Associate of Arts in General Education
The Associate of Arts (AA) degree includes the core learning components and competencies commonly accepted as foundational for a four-year baccalaureate degree by many colleges and universities. The AA degree is designed for students who desire recognition for completing the two-year prescribed curriculum. Because many bachelor degrees require specific prerequisites, students should verify how their AA degree and classes transfer into their intended degree. Graduates with the Associate of Arts degree will be able to:
Demonstrate knowledge of the background, content, and themes of the biblical text
Demonstrate oral communication skills through research, topical development, and style-specific presentations of focused material
Demonstrate the ability to interpret, analyze, and evaluate statements, arguments, and evidence in order to construct well-supported, clearly articulated conclusions and positions
Demonstrate problem-solving skills in a broad range of significant mathematics
15 hours of biblical and theological studies
34 hours of general education
12 hours of ministry practicum
Total credit hours — 61
Sample Core Courses
Survey of Christian Theology (THEO 1313) — A survey of the main Christian doctrines and their relevance today. The Bible is used as the primary source to establish and defend our theological position. Areas to be addressed include the doctrines of God, Christ, the Holy Spirit, Human Creation, Sin and Salvation, the Church and the Last Things.
English Composition II (ENGL 1233) — This course includes study and practice in the critical reading and effective writing of argumentative and expository prose, with an emphasis on the documented paper. A research paper is required.
New Testament Interpretation (BINT 1233) — This course serves as an introduction to the New Testament in the context of its first-century environments. The course examines the teachings and interpretations of the New Testament as well as the role of the Scriptures in the Church.

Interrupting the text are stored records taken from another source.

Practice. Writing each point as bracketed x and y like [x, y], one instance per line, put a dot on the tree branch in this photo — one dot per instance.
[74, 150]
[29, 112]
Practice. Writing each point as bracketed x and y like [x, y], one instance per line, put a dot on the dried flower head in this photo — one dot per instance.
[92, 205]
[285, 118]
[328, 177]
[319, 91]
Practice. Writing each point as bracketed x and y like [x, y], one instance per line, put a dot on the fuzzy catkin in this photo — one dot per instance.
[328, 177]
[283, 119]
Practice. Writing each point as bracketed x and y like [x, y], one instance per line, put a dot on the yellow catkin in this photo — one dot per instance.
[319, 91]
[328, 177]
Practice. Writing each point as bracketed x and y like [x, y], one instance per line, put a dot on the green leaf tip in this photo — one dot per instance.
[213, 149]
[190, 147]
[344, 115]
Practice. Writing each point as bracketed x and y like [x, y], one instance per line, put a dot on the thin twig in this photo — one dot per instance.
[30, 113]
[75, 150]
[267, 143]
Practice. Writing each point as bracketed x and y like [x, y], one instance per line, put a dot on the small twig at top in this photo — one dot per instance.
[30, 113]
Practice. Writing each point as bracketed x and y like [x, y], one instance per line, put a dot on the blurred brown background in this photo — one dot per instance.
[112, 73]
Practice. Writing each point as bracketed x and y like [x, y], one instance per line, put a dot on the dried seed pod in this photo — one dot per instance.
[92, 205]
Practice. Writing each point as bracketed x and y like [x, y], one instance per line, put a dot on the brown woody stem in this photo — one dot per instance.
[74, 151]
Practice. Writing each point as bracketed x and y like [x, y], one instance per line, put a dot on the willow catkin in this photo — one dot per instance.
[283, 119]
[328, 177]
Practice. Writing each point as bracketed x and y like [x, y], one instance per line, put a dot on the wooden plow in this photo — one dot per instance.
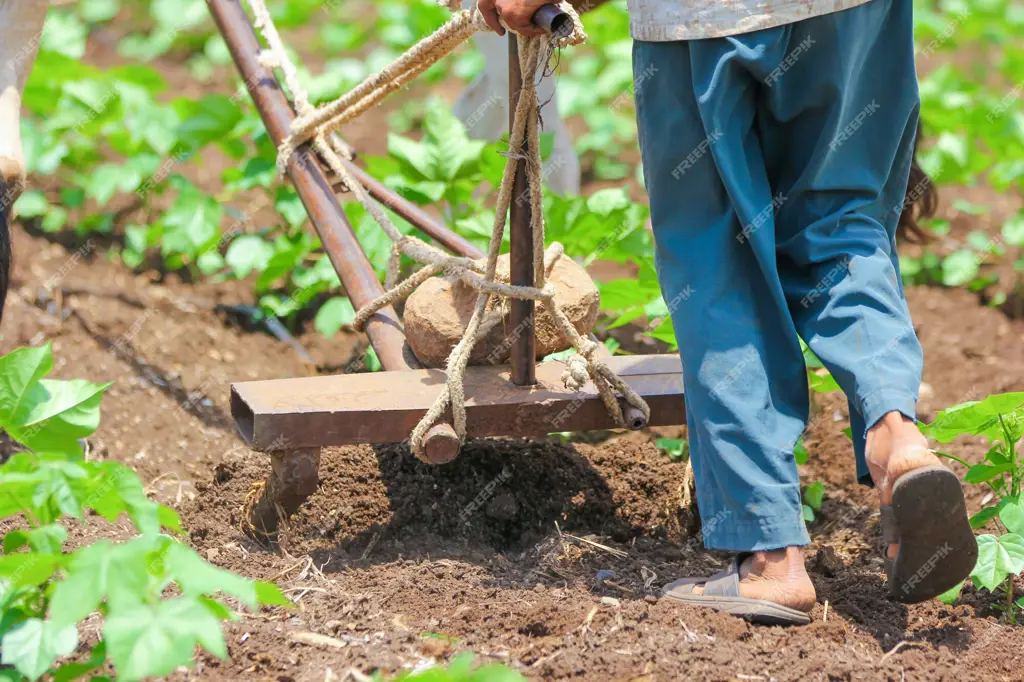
[292, 419]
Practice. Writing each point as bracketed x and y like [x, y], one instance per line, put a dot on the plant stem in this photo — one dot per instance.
[1014, 480]
[1010, 600]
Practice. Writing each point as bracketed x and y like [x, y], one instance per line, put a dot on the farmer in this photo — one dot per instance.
[20, 29]
[777, 139]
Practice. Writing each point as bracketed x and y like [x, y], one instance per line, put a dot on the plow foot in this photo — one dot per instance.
[293, 477]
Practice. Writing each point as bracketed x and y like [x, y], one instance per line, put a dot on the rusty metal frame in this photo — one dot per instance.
[275, 418]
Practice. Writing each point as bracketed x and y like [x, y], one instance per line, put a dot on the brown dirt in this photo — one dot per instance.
[395, 559]
[499, 552]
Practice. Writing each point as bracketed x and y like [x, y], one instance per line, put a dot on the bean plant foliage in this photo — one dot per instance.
[156, 598]
[999, 419]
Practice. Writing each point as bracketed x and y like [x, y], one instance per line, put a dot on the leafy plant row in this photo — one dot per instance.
[139, 606]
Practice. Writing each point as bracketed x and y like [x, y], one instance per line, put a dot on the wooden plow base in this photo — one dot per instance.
[292, 419]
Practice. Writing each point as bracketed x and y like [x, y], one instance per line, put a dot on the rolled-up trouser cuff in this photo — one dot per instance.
[758, 535]
[877, 405]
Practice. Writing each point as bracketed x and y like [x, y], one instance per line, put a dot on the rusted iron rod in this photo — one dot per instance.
[413, 213]
[523, 353]
[335, 231]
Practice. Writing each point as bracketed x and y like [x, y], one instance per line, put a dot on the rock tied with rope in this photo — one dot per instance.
[315, 125]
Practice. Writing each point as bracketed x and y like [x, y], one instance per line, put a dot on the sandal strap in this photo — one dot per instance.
[726, 583]
[890, 534]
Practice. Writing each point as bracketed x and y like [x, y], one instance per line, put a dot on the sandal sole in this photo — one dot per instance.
[937, 548]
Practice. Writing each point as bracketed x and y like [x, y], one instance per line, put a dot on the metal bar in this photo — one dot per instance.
[523, 353]
[368, 409]
[335, 231]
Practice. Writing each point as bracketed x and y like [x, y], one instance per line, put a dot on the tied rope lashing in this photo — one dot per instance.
[315, 125]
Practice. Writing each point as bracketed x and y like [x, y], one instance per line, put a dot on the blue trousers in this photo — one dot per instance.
[776, 164]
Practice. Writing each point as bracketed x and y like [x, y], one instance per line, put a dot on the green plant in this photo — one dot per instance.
[157, 598]
[676, 449]
[814, 495]
[999, 419]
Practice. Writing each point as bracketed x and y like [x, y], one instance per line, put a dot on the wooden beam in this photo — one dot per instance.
[383, 407]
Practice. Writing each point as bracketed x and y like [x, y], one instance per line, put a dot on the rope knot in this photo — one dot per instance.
[577, 372]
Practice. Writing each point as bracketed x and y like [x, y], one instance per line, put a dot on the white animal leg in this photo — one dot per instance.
[20, 30]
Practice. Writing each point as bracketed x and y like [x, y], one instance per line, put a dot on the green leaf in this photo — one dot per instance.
[979, 473]
[33, 645]
[814, 495]
[997, 558]
[950, 596]
[47, 539]
[29, 568]
[334, 314]
[95, 572]
[1013, 230]
[983, 517]
[74, 671]
[18, 371]
[53, 415]
[32, 205]
[800, 452]
[211, 119]
[269, 594]
[416, 156]
[248, 253]
[1012, 516]
[960, 267]
[151, 640]
[975, 418]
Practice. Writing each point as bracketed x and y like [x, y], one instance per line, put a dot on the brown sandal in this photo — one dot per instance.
[721, 592]
[928, 519]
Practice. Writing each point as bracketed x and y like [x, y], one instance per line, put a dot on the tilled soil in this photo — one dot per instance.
[547, 556]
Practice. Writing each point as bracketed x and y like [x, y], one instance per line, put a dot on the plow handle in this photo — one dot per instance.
[553, 19]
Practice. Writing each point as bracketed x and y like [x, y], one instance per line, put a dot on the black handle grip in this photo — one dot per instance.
[554, 20]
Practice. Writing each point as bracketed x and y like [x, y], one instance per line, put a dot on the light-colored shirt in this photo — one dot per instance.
[662, 20]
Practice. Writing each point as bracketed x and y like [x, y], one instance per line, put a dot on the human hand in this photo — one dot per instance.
[517, 15]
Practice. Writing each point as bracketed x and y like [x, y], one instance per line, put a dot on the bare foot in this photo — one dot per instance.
[895, 446]
[778, 577]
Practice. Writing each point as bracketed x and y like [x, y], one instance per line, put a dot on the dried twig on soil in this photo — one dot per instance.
[313, 639]
[898, 647]
[610, 550]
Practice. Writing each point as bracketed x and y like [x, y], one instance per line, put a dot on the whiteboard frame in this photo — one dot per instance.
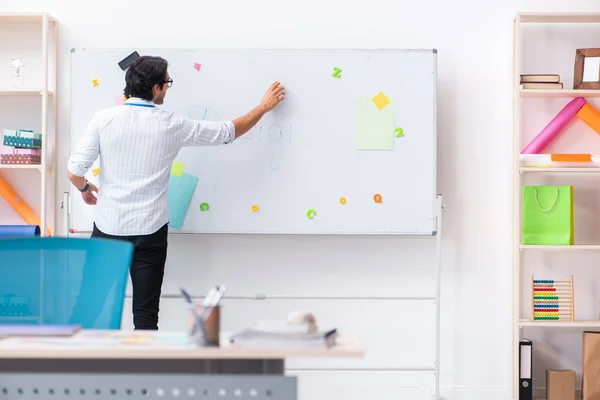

Personal Finance (BUSI 1903) — This course covers personal financial stewardship from a Christian perspective. Biblical truths are used to help build a financial stewardship plan. Topics include cash flow management, use of credit, investing as a steward, and life planning.
Principles of Ethics (PHIL 2003) — An examination of moral and social conduct and decision making in light of biblical and theological teaching. Contemporary ethical issues are addressed.
Introduction to Literature (ENGL 2133) — This course introduces an in-depth study of the poetry, fiction, nonfiction, and drama of American, English, and world literature.
Introduction to Psychology (PSYC 1133) — This course is an introduction to the field of psychology. Topics addressed are neuroscience and behavior, nature and nurture, consciousness, sensation and perception, learning, memory, intelligence, personality, psychological disorders, and social behavior.
Introduction to Sociology (SSCI 2133) — This course is a study of social organization with a focus on organizations, institutions, and social forces that contribute to the formation and self-definition of a society. The development of social norms, culture, belief systems, and stratification are considered. Emphasis is placed on exploring the existence and perpetuation of social problems.